He indicated that Mr. Obama’s most recent meeting on Afghanistan zeroed in on the condition of the military. “The president is focusing on the pressure, the stress that all these tours of duty have placed upon our troops, and that’s a real issue,” he told reporters at a breakfast in Washington hosted by the Monitor.

Despite obvious concern over the military's condition, Gen. Stanley McChrystal, the top commander in Afghanistan; Gen. David Petraeus, commander of US Central Command; and Adm. Mike Mullen, chairman of the Joint Chiefs of Staff, have all signaled that more troops are the answer. Mullen in particular has also pushed to increase the amount of time that troops have at home between deployments.

Still, the troop weariness issue – which hasn’t come up in months as deployments to both Iraq and Afghanistan have normalized – could have some sway.

Currently, about 100,000 foreign troops are in Afghanistan.
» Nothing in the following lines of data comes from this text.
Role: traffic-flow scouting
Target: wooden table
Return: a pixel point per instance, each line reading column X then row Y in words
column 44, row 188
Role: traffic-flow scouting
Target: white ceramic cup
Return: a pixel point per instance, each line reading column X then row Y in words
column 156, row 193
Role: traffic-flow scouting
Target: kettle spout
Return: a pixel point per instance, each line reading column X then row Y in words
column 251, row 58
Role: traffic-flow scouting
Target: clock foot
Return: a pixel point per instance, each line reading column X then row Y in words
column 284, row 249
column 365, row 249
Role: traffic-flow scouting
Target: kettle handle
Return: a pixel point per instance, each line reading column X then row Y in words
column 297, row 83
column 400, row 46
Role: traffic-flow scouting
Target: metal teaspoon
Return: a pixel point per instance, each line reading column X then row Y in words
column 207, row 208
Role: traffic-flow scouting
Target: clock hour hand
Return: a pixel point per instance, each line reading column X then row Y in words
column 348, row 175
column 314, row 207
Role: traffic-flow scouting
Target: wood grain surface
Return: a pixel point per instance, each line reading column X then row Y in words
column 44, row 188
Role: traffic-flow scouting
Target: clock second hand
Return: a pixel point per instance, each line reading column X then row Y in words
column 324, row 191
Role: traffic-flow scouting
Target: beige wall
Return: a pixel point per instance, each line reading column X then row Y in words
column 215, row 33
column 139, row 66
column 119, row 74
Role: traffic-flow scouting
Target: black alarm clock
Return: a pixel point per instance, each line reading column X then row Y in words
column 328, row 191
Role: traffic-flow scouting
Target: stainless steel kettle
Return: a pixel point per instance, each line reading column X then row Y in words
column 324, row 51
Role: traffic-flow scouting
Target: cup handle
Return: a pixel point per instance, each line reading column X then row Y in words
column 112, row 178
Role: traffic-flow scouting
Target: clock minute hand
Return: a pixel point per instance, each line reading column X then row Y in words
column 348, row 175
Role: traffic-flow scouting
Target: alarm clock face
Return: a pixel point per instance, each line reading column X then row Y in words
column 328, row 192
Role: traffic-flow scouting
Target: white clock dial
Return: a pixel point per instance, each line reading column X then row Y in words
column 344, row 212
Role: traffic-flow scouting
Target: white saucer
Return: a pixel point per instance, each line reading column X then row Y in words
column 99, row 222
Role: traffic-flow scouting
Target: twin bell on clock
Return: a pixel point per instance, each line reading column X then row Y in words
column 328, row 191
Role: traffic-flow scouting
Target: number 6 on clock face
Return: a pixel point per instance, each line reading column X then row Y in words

McChrystal has requested up to 60,000 troops for a counterinsurgency strategy.

Obama is holding a series of meetings with top advisers to decide the way forward in Afghanistan.

For his part, Levin believes that the focus should be on training the Afghan forces and that this is ultimately the way out of Afghanistan.

He heralded remarks made Wednesday by British Prime Minister Gordon Brown, who committed 500 additional troops to Afghanistan for a total of 9,500, but who wants the focus to be on training the Afghan army. This, Levin says, is the way for the United States to show “resolve” in Afghanistan.